The O(n) Club: Constructing BST from Preorder — Recursion, Not Regret

The O(n) Club: Constructing BST from Preorder — Recursion, Not Regret

⚡ TL;DR

Rebuild a Binary Search Tree from an array that screams “preorder!” (root, left, right). The brute force way? Insert each value, one limp node at a time. Feels about as efficient as writing Java with oven mitts. The enlightened path? Recursively build using boundaries for each node so you don’t repaint the Sistine Chapel for every child.

// Brute force (prepare tissues for sorted input):
TreeNode root = null;
for (int val : preorder) root = insert(root, val);

🧠 How Devs Usually Mess This Up

Most devs treat the preorder like a buffet: just slap values onto the tree as they show up. The problem? Insert-one-by-one nukes your runtime on sorted arrays (hello, O(n²)). Others channel their inner chef and split arrays for “left” and “right” children at every call, blowing up memory and time like a poorly-planned bake sale. And let’s not forget The Scanners—folks who re-traverse subarrays just to find split points. No thanks, I’d rather debug CSS.

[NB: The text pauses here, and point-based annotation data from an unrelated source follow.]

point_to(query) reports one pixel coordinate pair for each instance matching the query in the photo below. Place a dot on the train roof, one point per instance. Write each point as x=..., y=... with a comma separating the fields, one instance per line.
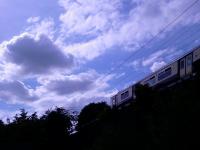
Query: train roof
x=173, y=61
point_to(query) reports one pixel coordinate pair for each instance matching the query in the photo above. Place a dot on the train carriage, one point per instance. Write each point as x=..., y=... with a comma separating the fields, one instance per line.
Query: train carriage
x=183, y=68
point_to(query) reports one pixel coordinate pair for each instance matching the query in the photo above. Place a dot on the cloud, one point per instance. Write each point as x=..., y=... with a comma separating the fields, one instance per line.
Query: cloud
x=72, y=91
x=15, y=91
x=157, y=65
x=33, y=19
x=65, y=85
x=113, y=26
x=156, y=56
x=35, y=56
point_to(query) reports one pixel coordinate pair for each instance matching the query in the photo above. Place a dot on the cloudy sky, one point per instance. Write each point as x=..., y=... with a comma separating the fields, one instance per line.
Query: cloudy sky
x=72, y=52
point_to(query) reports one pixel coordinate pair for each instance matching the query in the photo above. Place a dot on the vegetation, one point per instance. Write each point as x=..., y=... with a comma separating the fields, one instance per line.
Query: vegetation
x=158, y=119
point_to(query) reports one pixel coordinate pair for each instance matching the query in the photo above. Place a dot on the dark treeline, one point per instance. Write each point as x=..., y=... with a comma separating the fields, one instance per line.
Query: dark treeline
x=158, y=119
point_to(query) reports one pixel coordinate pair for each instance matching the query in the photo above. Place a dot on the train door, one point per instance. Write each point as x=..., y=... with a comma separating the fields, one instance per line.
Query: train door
x=188, y=64
x=182, y=67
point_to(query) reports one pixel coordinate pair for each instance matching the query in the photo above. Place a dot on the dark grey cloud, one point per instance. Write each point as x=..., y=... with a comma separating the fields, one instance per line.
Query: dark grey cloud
x=15, y=90
x=68, y=86
x=37, y=56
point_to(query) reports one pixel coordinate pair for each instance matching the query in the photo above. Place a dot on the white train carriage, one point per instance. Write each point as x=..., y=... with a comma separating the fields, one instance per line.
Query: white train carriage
x=180, y=69
x=123, y=96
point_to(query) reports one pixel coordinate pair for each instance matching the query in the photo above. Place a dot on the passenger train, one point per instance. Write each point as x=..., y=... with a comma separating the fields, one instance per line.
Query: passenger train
x=178, y=70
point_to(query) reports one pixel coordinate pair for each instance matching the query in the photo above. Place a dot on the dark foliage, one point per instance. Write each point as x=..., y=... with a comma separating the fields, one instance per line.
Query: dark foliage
x=164, y=119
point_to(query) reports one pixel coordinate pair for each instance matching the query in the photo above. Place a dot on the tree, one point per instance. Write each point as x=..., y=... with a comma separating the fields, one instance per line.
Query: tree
x=92, y=113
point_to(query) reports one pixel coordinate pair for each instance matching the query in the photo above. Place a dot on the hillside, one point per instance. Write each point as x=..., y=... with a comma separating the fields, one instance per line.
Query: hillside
x=164, y=119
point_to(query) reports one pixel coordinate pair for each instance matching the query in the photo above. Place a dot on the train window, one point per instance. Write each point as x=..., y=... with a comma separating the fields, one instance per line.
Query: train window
x=124, y=95
x=189, y=60
x=152, y=80
x=182, y=64
x=164, y=74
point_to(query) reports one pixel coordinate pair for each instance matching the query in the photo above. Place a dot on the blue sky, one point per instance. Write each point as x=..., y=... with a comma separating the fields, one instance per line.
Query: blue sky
x=67, y=52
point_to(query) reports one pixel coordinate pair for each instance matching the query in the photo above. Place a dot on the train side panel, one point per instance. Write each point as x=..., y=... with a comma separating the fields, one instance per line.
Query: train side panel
x=167, y=72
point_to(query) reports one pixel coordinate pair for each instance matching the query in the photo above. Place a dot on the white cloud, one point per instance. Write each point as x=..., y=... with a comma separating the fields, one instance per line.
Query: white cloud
x=26, y=55
x=44, y=27
x=15, y=91
x=156, y=56
x=33, y=19
x=72, y=91
x=157, y=65
x=112, y=26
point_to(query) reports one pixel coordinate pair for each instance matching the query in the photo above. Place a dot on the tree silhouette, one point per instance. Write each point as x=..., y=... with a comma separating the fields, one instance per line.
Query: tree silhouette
x=92, y=113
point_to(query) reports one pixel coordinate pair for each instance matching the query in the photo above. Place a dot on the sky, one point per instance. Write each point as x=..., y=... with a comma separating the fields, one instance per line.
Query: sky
x=69, y=53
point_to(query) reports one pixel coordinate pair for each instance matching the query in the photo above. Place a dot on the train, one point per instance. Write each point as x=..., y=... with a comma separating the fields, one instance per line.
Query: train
x=180, y=69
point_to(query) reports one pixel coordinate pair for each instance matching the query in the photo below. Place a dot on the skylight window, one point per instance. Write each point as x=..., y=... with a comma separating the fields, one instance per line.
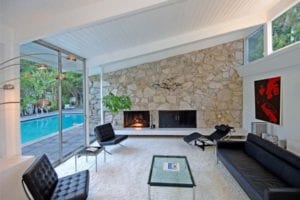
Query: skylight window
x=286, y=28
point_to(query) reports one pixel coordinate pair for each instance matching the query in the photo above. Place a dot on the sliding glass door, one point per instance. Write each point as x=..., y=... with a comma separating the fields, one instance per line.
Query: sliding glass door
x=72, y=105
x=52, y=101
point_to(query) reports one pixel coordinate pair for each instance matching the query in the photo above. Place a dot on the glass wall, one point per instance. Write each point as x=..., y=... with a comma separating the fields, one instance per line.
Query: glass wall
x=72, y=105
x=52, y=107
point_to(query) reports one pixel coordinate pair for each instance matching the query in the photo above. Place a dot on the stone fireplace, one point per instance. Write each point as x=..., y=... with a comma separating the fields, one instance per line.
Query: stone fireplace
x=177, y=119
x=136, y=119
x=204, y=81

🔍 What’s Actually Going On

Preorder means every value knows where it stands: root first, then its hopeful left descendants, then the right. In a BST, every left child is less than root, every right is greater. So, when constructing, just keep everyone in their lane. Pass upper and lower bounds as you recurse—kids who don’t play nice with those rules are skipped. You only need a single index to stroll down the preorder array, no subarrays or split-the-bill drama.

🛠️ PseudoCode

• Start at index 0
  

  int idx = 0;

  Track where you are. No off-by-one party fouls.
• Recursive method with bounds
  

  TreeNode helper(int lower, int upper)

  Accepts only those values that fit between lower & upper. Code doesn’t lie, boundaries never cheat.
• Base case
  Out of bounds or out of input? Return null. Tree construction is over sooner than your last relationship.
• Create the node
  

  int val = preorder[idx++];
  TreeNode node = new TreeNode(val);

• Left child
  

  node.left = helper(lower, val - 1);

  Everything less than your root, forever loyal.
• Right child
  

  node.right = helper(val + 1, upper);

  Everything greater, looking to the future.
• Return node
  You’re done here, boss.

💻 The Code

// Definition for a binary tree node.
class TreeNode {
    int val;
    TreeNode left, right;
    TreeNode(int x) { val = x; }
}
 public class Solution {
    private int idx = 0;
    public TreeNode bstFromPreorder(int[] preorder) {
        return helper(preorder, Integer.MIN_VALUE, Integer.MAX_VALUE);
    }
     private TreeNode helper(int[] preorder, int lower, int upper) {
        if (idx == preorder.length) return null;
        int val = preorder[idx];
        if (val < lower || val > upper) return null;
        idx++;
        TreeNode root = new TreeNode(val);
        root.left = helper(preorder, lower, val - 1);
        root.right = helper(preorder, val + 1, upper);
        return root;
    }
}

⚠️ Pitfalls, Traps & Runtime Smacks

• Sorted preorder: Converts your tree to a sad linked list. O(n²) if you use the naive insert.
• Repeated values: Not allowed. Your BST will combust. Unique values only, please.
• Stack limits: Java’s fine, but watch for StackOverflows if your BST is tall and proud. (Recursion ain’t free!)
• Complexity: Real solution is O(n) time, O(h) space (h = tree height, aka nap risk).

🧠 Interviewer Brain-Tattoo

Bounds > splits. When you carry just one index and tight boundaries, you look smarter than the brute forces and never once slice an array. Now go make your future self proud.